Sermons

Summary: Four Episodes from John's account of the Passion, including four sonnets by Malcolm Guite - Jesus is Condemned to Death; Jesus is stripped of his garments; Crucifixion: Jesus is nailed to the cross; Jesus is laid in the tomb.

[All Sonnets are from "Sounding the Seasons ; seventy Sonnets for the Christian Year", by Malcolm Guite, Canterbury Press 2012. Used with permission - https://malcolmguite.wordpress.com/tag/good-friday/]

1. Jesus is Condemned to Death - Sonnet 1

John 18:19-24; John 18:28-38

The moment of judgement has arrived. Jesus is brought to Annas, then Caiaphas then to Pilate. John leaves out the brief excursion to Herod’s palace. Each of these men has the opportunity to examine Jesus and make a judgement about who he is.
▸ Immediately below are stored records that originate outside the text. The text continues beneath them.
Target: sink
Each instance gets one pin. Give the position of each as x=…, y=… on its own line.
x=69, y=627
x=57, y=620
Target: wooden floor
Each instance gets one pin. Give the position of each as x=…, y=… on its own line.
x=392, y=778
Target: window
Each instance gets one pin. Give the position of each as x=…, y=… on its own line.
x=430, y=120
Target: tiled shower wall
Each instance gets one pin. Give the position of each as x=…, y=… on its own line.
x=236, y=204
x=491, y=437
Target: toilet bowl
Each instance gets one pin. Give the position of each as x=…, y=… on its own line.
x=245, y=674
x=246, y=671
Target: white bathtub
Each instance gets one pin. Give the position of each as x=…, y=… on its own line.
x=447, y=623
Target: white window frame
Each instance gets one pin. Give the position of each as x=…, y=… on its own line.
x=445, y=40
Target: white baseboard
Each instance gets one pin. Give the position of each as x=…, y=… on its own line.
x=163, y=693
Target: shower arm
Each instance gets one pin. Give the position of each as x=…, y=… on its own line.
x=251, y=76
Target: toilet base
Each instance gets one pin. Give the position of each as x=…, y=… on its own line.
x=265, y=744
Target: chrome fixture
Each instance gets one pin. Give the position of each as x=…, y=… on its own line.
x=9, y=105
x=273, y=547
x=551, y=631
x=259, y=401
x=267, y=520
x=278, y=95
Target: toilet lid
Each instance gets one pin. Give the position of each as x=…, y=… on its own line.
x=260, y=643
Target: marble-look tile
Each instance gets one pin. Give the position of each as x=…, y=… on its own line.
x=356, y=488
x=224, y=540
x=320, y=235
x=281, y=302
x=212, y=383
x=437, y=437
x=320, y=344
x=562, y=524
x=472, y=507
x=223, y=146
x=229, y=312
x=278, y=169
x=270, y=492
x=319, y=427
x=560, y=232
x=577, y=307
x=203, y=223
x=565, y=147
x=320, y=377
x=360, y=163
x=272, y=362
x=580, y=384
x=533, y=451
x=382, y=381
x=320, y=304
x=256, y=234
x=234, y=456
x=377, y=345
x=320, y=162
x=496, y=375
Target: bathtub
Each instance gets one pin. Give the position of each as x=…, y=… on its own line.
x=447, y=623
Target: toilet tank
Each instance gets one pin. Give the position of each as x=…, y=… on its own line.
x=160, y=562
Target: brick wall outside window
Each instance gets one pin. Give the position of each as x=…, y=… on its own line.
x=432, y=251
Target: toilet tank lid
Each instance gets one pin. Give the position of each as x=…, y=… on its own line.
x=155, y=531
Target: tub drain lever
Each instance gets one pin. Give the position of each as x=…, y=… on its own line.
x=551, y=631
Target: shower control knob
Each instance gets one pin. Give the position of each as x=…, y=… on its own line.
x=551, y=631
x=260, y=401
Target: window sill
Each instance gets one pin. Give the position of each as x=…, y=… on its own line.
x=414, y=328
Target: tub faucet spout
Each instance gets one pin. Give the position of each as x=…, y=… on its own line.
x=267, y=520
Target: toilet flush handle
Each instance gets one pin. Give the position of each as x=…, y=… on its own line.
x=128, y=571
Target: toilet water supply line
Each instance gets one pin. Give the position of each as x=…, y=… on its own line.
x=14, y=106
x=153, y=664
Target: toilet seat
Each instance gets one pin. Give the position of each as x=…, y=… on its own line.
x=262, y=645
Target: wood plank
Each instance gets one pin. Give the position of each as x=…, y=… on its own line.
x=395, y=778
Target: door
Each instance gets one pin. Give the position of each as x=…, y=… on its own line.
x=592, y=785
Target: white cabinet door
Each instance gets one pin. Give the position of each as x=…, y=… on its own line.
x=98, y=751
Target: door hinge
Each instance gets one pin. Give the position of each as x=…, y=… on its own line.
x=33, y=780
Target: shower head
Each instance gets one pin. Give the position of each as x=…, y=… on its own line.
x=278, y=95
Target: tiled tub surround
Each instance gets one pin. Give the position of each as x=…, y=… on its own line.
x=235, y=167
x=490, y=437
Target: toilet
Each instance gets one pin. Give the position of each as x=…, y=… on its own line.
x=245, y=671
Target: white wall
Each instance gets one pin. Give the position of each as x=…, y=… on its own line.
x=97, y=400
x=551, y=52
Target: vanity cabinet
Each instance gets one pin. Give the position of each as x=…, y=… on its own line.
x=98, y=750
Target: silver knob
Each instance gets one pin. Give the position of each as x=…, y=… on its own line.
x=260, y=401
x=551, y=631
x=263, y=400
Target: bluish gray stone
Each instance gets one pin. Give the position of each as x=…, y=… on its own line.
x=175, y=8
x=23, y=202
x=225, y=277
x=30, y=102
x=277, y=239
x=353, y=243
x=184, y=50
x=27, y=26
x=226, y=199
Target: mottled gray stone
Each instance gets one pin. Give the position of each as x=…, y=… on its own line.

But none of them are able or willing to make a definitive statement. They ask lots of questions, to which Jesus gives very guarded answers but no firm judgement is made. Even when Pilate asks the Jewish leaders what the charges are they fail to say what he’s done wrong.

It’s clear though that they have made a judgement of a kind. They tell Pilate "We are not permitted to put anyone to death." Whatever the crime is, it requires a sentence of death.

So Pilate quizzes Jesus on the claim that he’s the King of the Jews. But Jesus answer turns the tables on Pilate: "Do you ask this on your own, or did others tell you about me?" Suddenly Pilate is the object of judgement. Jesus might just as well have asked him: “Who do you say that I am?” as he once asked his disciples. But Pilate doesn’t answer.

So Jesus takes it further: "My kingdom is not from this world”, he says. “If my kingdom were from this world, my followers would be fighting to keep me from being handed over to the Jews. But as it is, my kingdom is not from here."

Then Jesus adds: "You say that I am a king. For this I was born, and for this I came into the world, to testify to the truth. Everyone who belongs to the truth listens to my voice."

What we discover in that moment is that the judgement we’re witnessing isn’t so much of Jesus as of those who stand around him. In fact this is an ongoing theme in John’s gospel. John 3:19: “19And this is the judgment, that the light has come into the world, and people loved darkness rather than light because their deeds were evil.” John 5:24: “24Very truly, I tell you, anyone who hears my word and believes him who sent me has eternal life, and does not come under judgment, but has passed from death to life.” John 9:39: “39Jesus said, "I came into this world for judgment so that those who do not see may see, and those who do see may become blind.”

John 12:48-49: “48The one who rejects me and does not receive my word has a judge; on the last day the word that I have spoken will serve as judge, 49for I have not spoken on my own, but the Father who sent me has himself given me a commandment about what to say and what to speak.”

Pilate’s response to Jesus is to brush him off with a flippant “What is truth?” He doesn’t realise that he stands before the one who is the Truth, the one who’s not only the King but the creator of our world. His blindness is made all the more obvious by his unwillingness to set Jesus free, even though he’s found no case against him.

But of course it isn’t just Pilate who stands judged in this encounter. The Jewish Priests and Pharisees are judged because they too are blind to who Jesus is. They blithely announce that he claims to be a king yet can’t see the truth in that claim.

In the passage we skipped over, Peter fails to stand up for Jesus and is judged by the crowing of the rooster as dawn approaches.

And dare I say that we too are faced with judgement as we think about our own responses to Jesus. We may worship him as Lord but are we totally faithful to him at every moment of our lives? Do we make him our Lord and King in every decision we make? Do we proclaim the truth of what Jesus has taught us and done for us, even when faced with the sort of aggressive opposition that Peter was faced with?

Can you see that it’s actually our failure to do all that that led Jesus to this moment? Jesus stands in our place at this moment, not before the judgement seat of Pilate but before the judgement seat of God, taking our place, facing the judgement that we deserve; and he does it willingly out of his great love for us, as our king, taking our place in order to bring us eternal life.